A bicycle racer sprints at the end of a race to clinch a victory. The racer has an initial velocity of 11.5 m/s and accelerates at the rate of 0.500 m/s2 for 7.00 s.
(a) What is his final velocity?
(b) The racer continues at this velocity to the finish line. If he was 300 m from the finish line when he started to accelerate, how much time did he save?
(c) One other racer was 5.00 m ahead when the winner started to accelerate, but he was unable to accelerate, and traveled at 11.8 m/s until the finish line. How far ahead of him (in meters and in seconds) did the winner finish?
Solution:
We are given the following: v_0=11.5 \ \text{m/s} ; a=0.500 \ \text{m/s}^2; and \Delta t=7.00 \ \text{s}.
Part A
To solve for the final velocity, we are going to use the formula
v_f=v_0+at
Substituting the given values:
\begin{align*} v_f &=v_0+at\\ v_f&=11.5\ \text{m/s}+\left( 0.500\ \text{m/s}^2 \right)\left( 7.00\ \text{s} \right)\\ v_f&=15.0\ \text{m/s} \ \qquad \ \color{DarkOrange} \left( \text{Answer} \right) \end{align*}
Part B
Let t_{const} be the time it takes to reach the finish line without accelerating:
\begin{align*} t_{const}&=\frac{x}{v_0}\\ t_{const}&=\frac{300\ \text{m}}{11.5\ \text{m/s}}\\ t_{const}&=26.1\ \text{m/s} \end{align*}
Now let d be the distance traveled during the 7 seconds of acceleration.
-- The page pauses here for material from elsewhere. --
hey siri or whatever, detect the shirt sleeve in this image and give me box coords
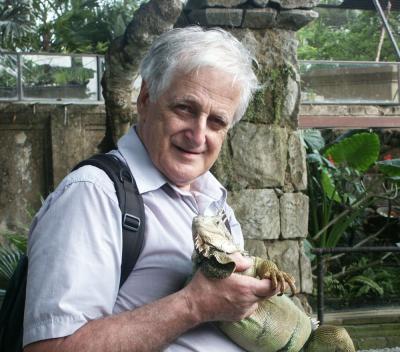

We know t=7.00 \ \text{s} so
\begin{align*} d&=v_0t+\frac{1}{2}at^2\\ d&=\left( 11.5\ \text{m/s} \right)\left( 7.00\ \text{s} \right)+\frac{1}{2}\left( 0.500\ \text{m/s} ^2\right)\left( 7.00\ \text{s} \right)^2\\ d&=92.8\ \text{m} \end{align*}
Let t' be the time it will take the rider at the constant final velocity to complete the race:
\begin{align*} t'&=\frac{x-d}{v}\\ t'&=\frac{300\ \text{m}-92.8\ \text{m}}{15.0\ \text{m/s}}\\ t'&=13.8\ \text{s} \end{align*}
So the total time T it will take the accelerating rider to reach the finish line is
\begin{align*} T&=t+t'\\ T&=7.00\ \text{s}+13.8\ \text{s}\\ T&=20.8\ \text{s} \end{align*}
Finally, let T^{*} be the time saved. So
\begin{align*} T^{*}&=26.1\ \text{s}-20.8\ \text{s}\\ T^{*}&={\color{DarkGreen} 5.3\ \text{s}} \ \qquad \ \color{DarkOrange} \left( \text{Answer} \right) \end{align*}
Part C
For rider 2, we are given the following values: \Delta x'=295 \ \text{m} ; v'=11.8 \ \text{m/s}
Let t_2 be the time it takes for rider 2 to reach the finish line.
We are going to use the formula
t_2=\frac{\Delta x'}{v'}
Substituting the given values:
\begin{align*} t_2 & =\frac{x'}{v'} \\ t_2 & =\frac{295\:\text{m}}{11.8\:\text{m/s}} \\ t_2 & =25.0\:\text{s} \end{align*}
The time difference is
\begin{align*} \text{time difference} & =t_2-T \\ \text{time difference} & =25.0\:\text{s}-20.817\:\text{s} \\ \text{time difference} & =4.2\:\text{s} \ \qquad \ \color{DarkOrange} \left( \text{Answer} \right) \end{align*}
Therefore, he finishes 4.2 s after the winner.
When the other racer reaches the finish line, he has been traveling at 11.8 m/s for 4.2 seconds, so the other racer finishes
\begin{align*} \Delta x & =\left(11.8\:\text{m/s}\right)\left(4.2\:\text{s}\right) \\ \Delta x & =49.56\:\text{m} \ \qquad \ \color{DarkOrange} \left( \text{Answer} \right) \end{align*}
behind the other racer.